Didier a travaillé pendant 22 ans dans le même service. Chargé de la sécurité dans un CHU, il s’épanouissait professionnellement. Après ces 22 années, ses conditions de travail se sont rapidement dégradées à l'arrivée d'un nouveau chef de service. En l’espace de trois ans, il a été démis de toutes ses responsabilités. Didier est tombé en dépression et a fait plusieurs tentatives de suicide. C’est pour ces raisons qu’il est en arrêt de travail depuis six ans. Sur "La Libre antenne" d’Europe 1, Didier évoque le harcèlement et sa souffrance au travail.
"J'ai commencé ma carrière chez les sapeurs-pompiers de Paris en 1986, où je me suis épanoui professionnellement. Je suis entré au CHU en 1992. On m'a confié des fonctions de responsable sécurité. J'ai été désigné pour mettre en place la sécurité incendie dans l'établissement, la formation des personnels, le respect des règles de sécurité, etc. J’étais reconnu par ma hiérarchie et mon travail était très épanouissant. Au bout de cinq ans, on m'a confié la responsabilité de trois autres établissements hospitaliers, en particulier des maisons de retraite.

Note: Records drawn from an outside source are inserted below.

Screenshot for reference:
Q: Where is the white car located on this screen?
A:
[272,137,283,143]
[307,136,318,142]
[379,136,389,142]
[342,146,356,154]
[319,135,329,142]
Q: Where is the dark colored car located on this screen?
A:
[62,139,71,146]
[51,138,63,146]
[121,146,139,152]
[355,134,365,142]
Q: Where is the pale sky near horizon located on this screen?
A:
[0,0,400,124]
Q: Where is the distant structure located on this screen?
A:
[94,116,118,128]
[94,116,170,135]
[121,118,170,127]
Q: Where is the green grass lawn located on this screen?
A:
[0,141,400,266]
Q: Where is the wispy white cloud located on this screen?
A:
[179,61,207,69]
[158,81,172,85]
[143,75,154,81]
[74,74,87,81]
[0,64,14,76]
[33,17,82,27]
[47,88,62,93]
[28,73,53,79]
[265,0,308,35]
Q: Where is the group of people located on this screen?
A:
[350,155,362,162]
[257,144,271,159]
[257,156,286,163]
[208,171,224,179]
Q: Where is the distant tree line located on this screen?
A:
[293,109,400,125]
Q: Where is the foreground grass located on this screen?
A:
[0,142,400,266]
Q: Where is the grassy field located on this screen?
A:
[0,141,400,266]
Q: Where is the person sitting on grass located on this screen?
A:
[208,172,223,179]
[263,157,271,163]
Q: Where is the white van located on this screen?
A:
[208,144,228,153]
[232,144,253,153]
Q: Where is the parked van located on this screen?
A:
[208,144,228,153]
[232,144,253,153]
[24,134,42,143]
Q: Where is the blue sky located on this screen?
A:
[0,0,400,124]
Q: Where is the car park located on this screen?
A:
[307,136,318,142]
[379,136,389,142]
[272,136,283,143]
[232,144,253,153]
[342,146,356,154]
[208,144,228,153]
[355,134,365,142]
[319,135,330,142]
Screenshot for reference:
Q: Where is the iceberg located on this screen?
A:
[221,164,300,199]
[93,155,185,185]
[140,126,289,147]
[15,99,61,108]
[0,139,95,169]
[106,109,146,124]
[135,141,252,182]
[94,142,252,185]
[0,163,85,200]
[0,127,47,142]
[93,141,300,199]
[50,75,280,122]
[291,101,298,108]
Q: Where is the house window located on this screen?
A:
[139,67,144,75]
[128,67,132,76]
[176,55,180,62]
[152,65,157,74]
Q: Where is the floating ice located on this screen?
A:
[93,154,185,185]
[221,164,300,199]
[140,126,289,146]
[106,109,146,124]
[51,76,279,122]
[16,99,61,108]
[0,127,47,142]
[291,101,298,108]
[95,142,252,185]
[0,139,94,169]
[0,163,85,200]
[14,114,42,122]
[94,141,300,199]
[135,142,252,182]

En 2010, un nouveau chef de service est arrivé. Un jour, j'apprends par un collègue que je n'étais plus responsable des établissements pour personnes âgées pour lesquels j'avais travaillé pendant 22 ans. Entre 2010 et 2013, ce nouveau supérieur m'a retiré mes responsabilités les unes après les autres. Sans aucune explication. En plus, ce n'est même pas lui qui me l’a dit en face. Ça m’a complètement cabossé. J’étais au fond du trou. Les trois premières années, j'ai accepté. Je culpabilisais tellement. Je me disais que c’était de ma faute.
" J’ai fait quatre tentatives de suicide "
Mes premiers arrêts de travail ont commencé en février 2013. À partir de là, tout s'est écroulé. Au moins trois fois par jour, j’allais vomir tellement mon stress était important. J'arrivais au travail le matin, je ne savais pas ce que j'allais faire. Je ne recevais plus de mails, plus de coups de téléphone. J'étais complètement mis à l'écart. On ne me parlait plus. Quand j’arrivais à la cafétéria, tout le monde arrêtait de parler. Mon chef ne m'adressait plus la parole. J’étais une ombre.
Mes collègues se sont retournés contre moi parce qu'ils ont accepté cette façon de travailler qui n'était pas bonne. On foutait en l'air ce qu'on avait créé pendant des années. Le plus malheureux, c’est qu’avant que ce chef arrive, on sortait et on mangeait ensemble avec ces collègues. On se voyait le weekend. Pour l'instant, ma vie ne ressemble plus à rien. J’ai fait quatre tentatives de suicide. Dans ces moments, on ne réfléchit pas. On prend une grosse dose de médicaments, on avale une bouteille de whisky et on s’écroule.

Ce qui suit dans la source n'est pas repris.